During the development of the two-player platform version, the two main characters were named "Willie" and "Mickey", named after Drew's two favorite baseball players of his childhood, Willie Mays and Mickey Mantle. During the development of the 4-player beat 'em up version, the prototype names of the four main characters were Captain Jeff (red), Nunchaks Sugar (green), Hammer' Eddy (yellow) and Naginata Jimmy (blue). Drew later came up with the final names of the four protagonists that are currently used in the finished version today, which the names are references to the four baseball stars during the arcade game's release: Jose Canseco (red), Ryne Sandberg (green), Roger Clemens (yellow) and Darryl Strawberry (blue). In Japan, their last names were changed to the names of their colors.

==Reception and legacy==
Despite being one of the top arcade hits of Japan while receiving good reviews from critics during its 1993 release, when compared to the sales of other kits sold at the time, it sold poorly in the Far East and especially North America. Of the 1042 units sold, only 50 units were sold in North America, making Ninja Baseball Bat Man quite rare (especially in the U.S.). Drew "was very disappointed with the effort by the US office". Despite all of this, the popularity of the arcade emulator MAME caused Ninja Baseball Bat Man to gain more popularity years later than it had when originally released.

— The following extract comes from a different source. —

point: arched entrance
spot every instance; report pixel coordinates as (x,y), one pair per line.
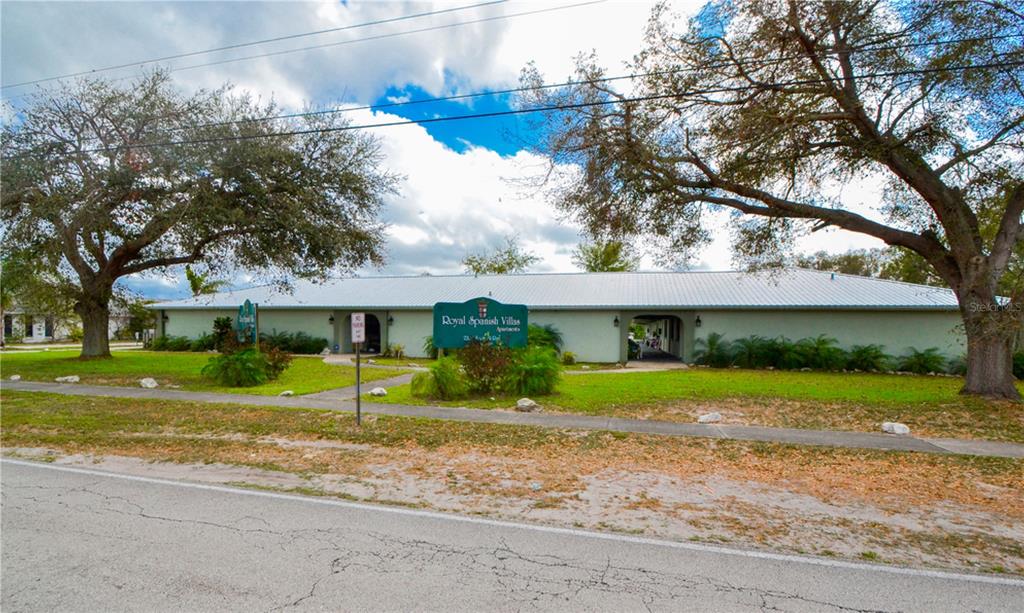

A year after its concept was created and a year before it was released, despite it being interesting in his opinion, Drew left the company in 1992 and moved to Data East USA. Because of that, he was unable to market nor manage any other input related to the game, but according to his interview with GameRoom, he now owns the rights to Ninja Baseball Bat Mans non-video game products, while Irem Japan owns the rights to its video game content. Drew currently works at Andamiro USA.